Importantly, the prognostic values of cdc2 and Ki67 are independent of IPI and clinical stage. Both IPI and clinical stage have been found to be prognostically important in some but not all studies of mantle cell lymphoma.2, 3, 4, 5 In our study, no statistical significance was found with IPI except when the cutoff was lowered to 1. As shown in Table 1, there were only seven (23%) patients in our study who have an IPI of ≤1, which relatively limits the prognostic utility of IPI for most mantle cell lymphoma patients. Most patients in our study fell into Ann Arbor clinical stage III and IV and we found no statistical significance in survival between patients with stage III and IV. These findings support that immunodetection of cdc2 and Ki67 as a useful method in assessing the prognosis of mantle cell lymphoma patients. With the commercial availability of these antibodies, and the ease of applying these antibodies to formalin-fixed/paraffin-embedded tissues, we suggest the assessment of cdc2 and Ki67 expression to be included in the diagnostic work-up of new mantle cell lymphoma cases. In contrast to Ki67, cdc2 represents more than a proliferation marker. Its crucial role in cell cycle regulation suggests a mechanism for tumorigenesis in mantle cell lymphoma. The therapy of mantle cell lymphoma has advanced in recent years with the use of newer reagents such as rituximab and proteosome inhibitors. It is hoped that biologically rational advances in therapy will overcome the negative prognostic value of cdc2 and other markers in this disease. It is also of interest to assess the prognostic significance of cdc2 and other prognostic markers in mantle cell lymphoma patients treated with these new modalities.

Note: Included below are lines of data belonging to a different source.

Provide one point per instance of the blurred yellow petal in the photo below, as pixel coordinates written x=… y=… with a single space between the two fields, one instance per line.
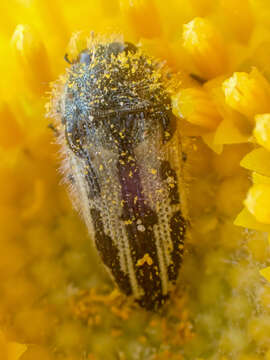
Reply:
x=257 y=202
x=206 y=47
x=228 y=133
x=10 y=350
x=257 y=160
x=260 y=179
x=266 y=273
x=247 y=220
x=144 y=17
x=262 y=130
x=32 y=58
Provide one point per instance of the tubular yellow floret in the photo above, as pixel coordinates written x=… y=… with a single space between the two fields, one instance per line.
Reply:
x=248 y=93
x=196 y=106
x=262 y=130
x=32 y=58
x=257 y=202
x=206 y=47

In addition to prognostic indications, the identification of novel molecular markers may provide new targets for therapeutic intervention. Indeed, the use of flavopiridol in mantle cell lymphoma patients is based on the characteristic overexpression of cyclin D1 in this lymphoma type. Flavopiridol is a cyclin-dependent kinase modulator that induces cell cycle arrest via inhibition of cyclin-dependent kinase activities and reduction of cyclin D1 levels.28 Recently, a phase II study with flavopiridol reported limited success with only three out of 28 patients demonstrating partial response, and the rest having either stable disease or progressive disease.29 Determination of cdc2 level in these patient samples may help identify a subgroup of patients more susceptible to flavopiridol.